Native packages like better-sqlite3 were copied from macOS into a Linux container. Then tests failed with:

invalid ELF header

The fix was simple: remove copyToWorktree: ["node_modules"] and let the container run:

npm install

That way native dependencies are installed for Linux inside the container. It takes a bit longer so only do it if you need to.

Running Sandcastle

Once everything is set up, run:

npm run sandcastle

Or directly:

npx tsx .sandcastle/main.ts

If you want to rebuild the Docker image:

npx sandcastle docker build-image --image-name sandcastle:my-project

If you want to watch what the agent is doing, Sandcastle prints a log file path.
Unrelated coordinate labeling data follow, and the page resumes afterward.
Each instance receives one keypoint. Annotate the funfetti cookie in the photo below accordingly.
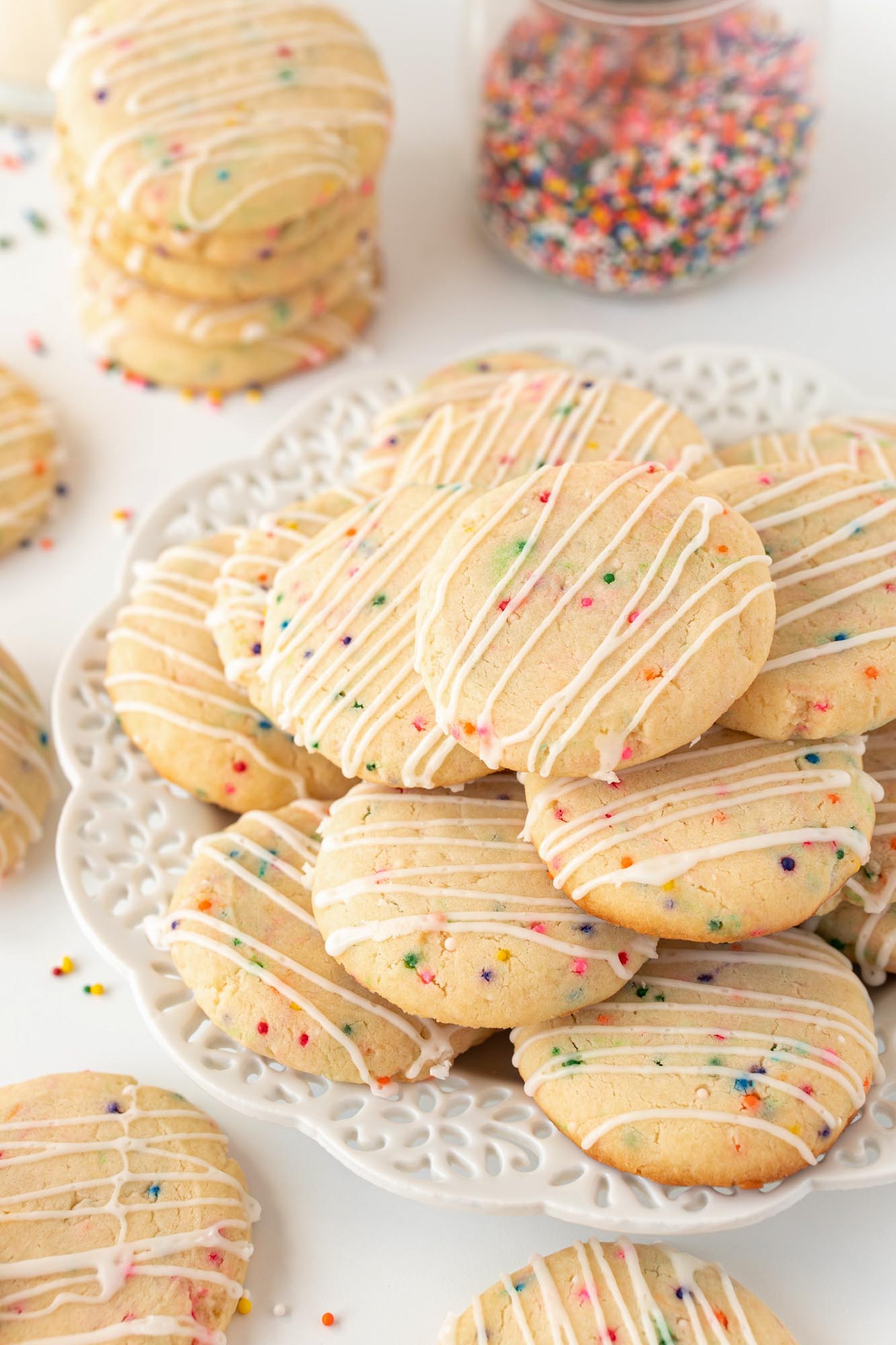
(237, 615)
(123, 1217)
(725, 840)
(721, 1066)
(830, 535)
(30, 459)
(548, 418)
(244, 939)
(231, 120)
(860, 442)
(434, 900)
(175, 704)
(26, 766)
(576, 619)
(600, 1293)
(339, 640)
You can tail it:

tail -f .sandcastle/logs/your-log-file.log

Common errors

codex: command not found

This means Codex is not installed in the environment where Sandcastle is running it.

For no-sandbox, install Codex on your host:

npm install -g @openai/codex

For Docker, install it in .sandcastle/Dockerfile and rebuild the image.

Image 'sandcastle:my-project' not found locally

Build the image:

npx sandcastle docker build-image --image-name sandcastle:my-project

Or rerun sandcastle init with:

--build-image true

Session capture failed

Check where CODEX_HOME points inside the container.

For Docker, I had to use:

CODEX_HOME=/home/agent/.codex

Using a temp directory worked for Codex itself, but Sandcastle could not find the session afterwards.

invalid ELF header

You probably copied host node_modules into a Linux container.

Remove:

copyToWorktree: ["node_modules"];

Then let the container run:

npm install

Conclusion

The basic Sandcastle setup is easy, but Codex with Docker needs a few extra details:

Once those pieces are in place, Sandcastle can run Codex in Docker and capture the session correctly.